Classifying American Sign Language Alphabets on the OAK-D
We began with the idea of adding hand gesture recognition to our little LEGO robot, Charlie, while working on OpenCV's International Spatial AI competition. We converted MediaPipe's hand and finger tracking model for use on the OAK-D device and applied Kazuhito Takahashi's gesture recognizer to perform this task. This combination worked so well that we thought it might be relatively easy for us to add support for ASL alphabet recognition as well. Little did we know that this decision led us down a deep rabbit hole. I am happy to report that everything turned out really well in the end. We hope that this blog post will help others to build on top of our efforts to make better ASL recognizers for the OAK-D. For those interested in the technical details, the complete dataset and source code is available at https://github.com/cortictechnology/hand_asl_recognition.

The American Sign Language Alphabet Hand Signals. Source: APSEA
Before we started to do any real work on ASL recognition, we looked around for related work that other people have already done. We found this great GitHub repo by David Lee that performed ASL recognition by fine-tuning the Yolov5 object detector on his own ASL dataset. We would follow his approach for ASL recognition, but that would mean we needed to train our own Yolov5 detector for the OAK-D and get it to run alongside MediaPipe's hand tracker which already employs a palm detector. Running these two detectors that way would require a lot of computational power and will significantly lower our framerate.
The lightbulb moment hit us when we realized that we can easily find a bounding rectangle for the entire hand by using the detected locations of the landmarks. Then, we can just use an image classifier on the cropped hand image to do ASL recognition. This approach will save a significant amount of computational resources and will allow us to run both the hand tracker and ASL recognizer in the same DepthAI pipeline. We quickly set out to train our image classifier to implement this "brilliant" idea.
Model Training
We selected MobileNetV2 as our model of choice because it's lightweight and has fewer parameters compared to MobileNetV3. We used David's ASL dataset to perform transfer learning on this model where we first trained a newly added softmax layer on top of the MobileNetV2 model for the classification task, then we unfroze the entire model to fine-tuned the pre-trained weights. Because the letters "J" and "Z" require motion, we removed them from our classifier. After a few training runs, we found that the classification accuracy hovered around 68-71% which is definitely not usable.

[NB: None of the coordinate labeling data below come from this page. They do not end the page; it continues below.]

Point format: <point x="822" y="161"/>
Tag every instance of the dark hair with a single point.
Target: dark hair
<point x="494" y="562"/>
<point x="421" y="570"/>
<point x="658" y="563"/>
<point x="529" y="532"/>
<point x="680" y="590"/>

We tried the same dataset on a more complex EfficientNetB0 and found that the accuracy is still around 70%. This tells us that number of images in this dataset is not enough to train this classifier. We needed more data.
For the next couple of hours, we scrambled to capture more images for each alphabet. We managed to collect 480 new images and added them to David's dataset. We applied the usual data augmentation techniques such as random rotations, horizontal flip, horizontal and vertical shifts, and so on to these new images.
After using this new dataset to train both MobileNetV2 and EfficientNetB0, we found that the accuracy for both is very similar, around 90%. We believe that EfficientNetB0 will perform better (in terms of accuracy) if there is more training data available. However, for our current dataset, we decided to go back to MobileNetV2 because its inference speed is much faster than that of EfficientNetB0.
The Result
We integrated this new ASL classifier into Charlie and ran various tests on it. We found that using MediaPipe's hand tracker allowed us to detect hands much further away compared to David's Yolov5 model.
Also, according to David's readme on Github, the Yolov5 model returned no predictions for the letters "G" and "H" and incorrect predictions for "D", "E", "P", and "R". Our model seems to work just fine for these letters. We originally anticipated problems with the letters "A", "M", "N", "S", and "T" as they look very very similar to one another. However, we were pleasantly surprised by the fact that the letters "A", "M", "S", and "T" can all be classified correctly. The only letter that presents significant classification problems is "N".
We are reasonably certain that the problem with the letter "N" can be eliminated by collecting more data. As for the letter "J" and "Z", we should be able to use Kazuhito Takahashi's gesture recognizer to do the job.
In summary, the two days that we spent on data collection, training, testing, and integrating this ASL classifier into our system is time well spent. We are open-sourcing our dataset, the ASL classification model and sample code we created at https://github.com/cortictechnology/hand_asl_recognition. We sincerely hope that someone will be able to improve it even further.
Bonus
The hand tracker from MediaPipe is actually able to identify left and right hands. We took advantage of this property and added a simple way to detect which side (palmar or dorsal) of the hand the camera sees.